Un taxímetro pasaba por Frith Street en dirección a Shaftesbury Avenue; el motor zumbaba con gran nitidez en el profundo silencio de la noche de Londres. Miles le gritó sin mayor esperanza pero, con sorpresa, vio que, vacilante, se desviaba hacia la acera; alcanzó y tomó del brazo a Bárbara Morell con su mano izquierda y con la derecha abrió la manija de la puerta del coche antes de que surgiera de la oscuridad de la lluvia, alguien como fantasma a reclamarlo.
—Sinceramente —le dijo a Bárbara, con tal calor que aflojó la tensión de su brazo—, no había motivo para salir corriendo en esta forma. Por lo menos, permítame que la deje en su casa. ¿Dónde vive usted?
—En St. John’s Wood. Pero…
—No puedo, patrón —dijo el conductor del taxímetro con voz vehemente, mezcla de desconfianza y pesadumbre—. Voy en dirección a Victoria y tengo la gasolina necesaria para llegar a casa.
—Está bien. Déjenos en la estación del subterráneo de Piccadilly Circus.
La puerta del coche se cerró con estrépito, los neumáticos dejaron sus huellas sobre el asfalto mojado. Bárbara, arrinconada en su asiento, habló con voz débil.
—Usted quisiera matarme, ¿no es verdad? —preguntó.
—Por última vez, estimada señorita; ¡no! Al contrario. La vida ha sido hecha tan desagradable para nosotros que cualquier cosa, por insignificante que sea, ayuda.
—¿Qué diablos quiere usted decir?
—Un juez del alto tribunal, un abogado, político y otros muchos personajes importantes han sido cuidadosamente apartados de algo que ellos habían convenido. ¿No estaría usted encantada, como jamás lo estará, si oyera hablar de una Persona Importante que, no pudiendo reservar su lugar, fuese relegada al fin de la cola?
La joven lo miró.
—Usted es simpático —dijo con seriedad.
Esto hizo perder un poco el equilibrio a Miles.

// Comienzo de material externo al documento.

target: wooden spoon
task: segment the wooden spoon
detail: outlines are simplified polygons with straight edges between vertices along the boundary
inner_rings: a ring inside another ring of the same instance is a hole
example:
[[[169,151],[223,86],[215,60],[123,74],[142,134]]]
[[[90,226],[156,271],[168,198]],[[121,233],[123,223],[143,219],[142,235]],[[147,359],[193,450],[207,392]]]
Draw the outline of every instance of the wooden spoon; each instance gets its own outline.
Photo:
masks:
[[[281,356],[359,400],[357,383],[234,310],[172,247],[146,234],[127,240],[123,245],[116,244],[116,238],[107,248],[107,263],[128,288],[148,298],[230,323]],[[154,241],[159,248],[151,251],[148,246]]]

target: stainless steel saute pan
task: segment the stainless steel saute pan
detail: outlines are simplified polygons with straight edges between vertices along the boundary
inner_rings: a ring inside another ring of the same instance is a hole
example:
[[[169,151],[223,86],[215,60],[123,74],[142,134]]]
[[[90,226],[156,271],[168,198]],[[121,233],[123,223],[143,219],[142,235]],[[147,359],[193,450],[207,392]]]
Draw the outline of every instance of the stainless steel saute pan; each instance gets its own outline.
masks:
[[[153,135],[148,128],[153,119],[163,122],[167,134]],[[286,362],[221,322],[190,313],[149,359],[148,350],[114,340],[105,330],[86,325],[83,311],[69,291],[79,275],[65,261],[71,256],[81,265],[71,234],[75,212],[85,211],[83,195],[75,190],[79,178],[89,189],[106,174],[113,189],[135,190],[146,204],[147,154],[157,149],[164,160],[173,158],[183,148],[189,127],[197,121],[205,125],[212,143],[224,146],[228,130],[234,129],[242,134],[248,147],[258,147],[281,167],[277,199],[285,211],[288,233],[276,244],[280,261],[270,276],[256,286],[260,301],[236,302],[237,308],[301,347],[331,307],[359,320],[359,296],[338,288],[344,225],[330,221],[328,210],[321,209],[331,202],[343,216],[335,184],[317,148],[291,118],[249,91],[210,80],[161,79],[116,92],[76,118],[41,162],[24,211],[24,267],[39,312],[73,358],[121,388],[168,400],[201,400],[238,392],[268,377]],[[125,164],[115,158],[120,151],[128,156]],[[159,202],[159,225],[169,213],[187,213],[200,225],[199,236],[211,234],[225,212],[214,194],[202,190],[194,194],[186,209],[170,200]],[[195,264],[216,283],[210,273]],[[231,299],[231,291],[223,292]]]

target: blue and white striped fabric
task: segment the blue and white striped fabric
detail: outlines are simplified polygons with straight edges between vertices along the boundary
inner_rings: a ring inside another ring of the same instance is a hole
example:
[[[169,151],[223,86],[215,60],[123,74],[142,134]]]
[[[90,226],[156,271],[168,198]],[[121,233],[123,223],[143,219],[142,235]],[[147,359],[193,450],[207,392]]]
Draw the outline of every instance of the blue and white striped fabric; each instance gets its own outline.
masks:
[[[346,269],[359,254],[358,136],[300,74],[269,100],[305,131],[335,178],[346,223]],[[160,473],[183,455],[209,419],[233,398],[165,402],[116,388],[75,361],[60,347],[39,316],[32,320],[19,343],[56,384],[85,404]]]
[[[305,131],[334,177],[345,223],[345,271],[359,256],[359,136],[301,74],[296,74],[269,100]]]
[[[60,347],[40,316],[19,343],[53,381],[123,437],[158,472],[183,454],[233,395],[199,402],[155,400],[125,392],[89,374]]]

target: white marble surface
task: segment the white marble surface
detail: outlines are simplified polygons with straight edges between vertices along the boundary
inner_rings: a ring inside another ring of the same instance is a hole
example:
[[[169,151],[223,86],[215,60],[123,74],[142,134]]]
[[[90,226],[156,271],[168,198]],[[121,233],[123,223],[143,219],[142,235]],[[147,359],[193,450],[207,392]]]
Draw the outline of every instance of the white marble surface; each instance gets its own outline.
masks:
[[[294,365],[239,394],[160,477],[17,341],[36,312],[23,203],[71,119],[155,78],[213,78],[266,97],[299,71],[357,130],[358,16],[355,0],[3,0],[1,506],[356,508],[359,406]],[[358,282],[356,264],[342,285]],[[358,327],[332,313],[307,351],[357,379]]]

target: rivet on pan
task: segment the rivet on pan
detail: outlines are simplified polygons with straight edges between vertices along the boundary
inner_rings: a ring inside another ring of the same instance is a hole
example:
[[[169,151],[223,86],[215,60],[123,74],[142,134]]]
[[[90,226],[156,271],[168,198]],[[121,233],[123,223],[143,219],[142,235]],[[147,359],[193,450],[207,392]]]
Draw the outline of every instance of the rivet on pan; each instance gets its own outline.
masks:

—No es cuestión de lo que usted llame simpatía —replicó él con alguna violencia—. Es cuestión del viejo Adán.
—¡Pero el pobre profesor Rigaud…!
—Sí, hemos sido algo groseros con Rigaud y debemos encontrar el medio de disculparnos. A pesar de todo…, no sé por qué lo hizo, señorita Morell, pero me alegro de que lo hiciera, excepto por dos motivos.
—¿Qué motivos?
—En primer lugar, me parece que debió usted haber confiado en el doctor Fell; es muy buen hombre y habría comprendido cualquier cosa que usted le contara. ¡Cómo se hubiera entretenido con este caso del hombre asesinado mientras estaba solo en lo alto de una torre! Es decir —agregó Miles dominado por la confusión y extrañeza de la noche—, si se trata de un caso real y no de un sueño o de una broma. Si usted le hubiera dicho al doctor Fell…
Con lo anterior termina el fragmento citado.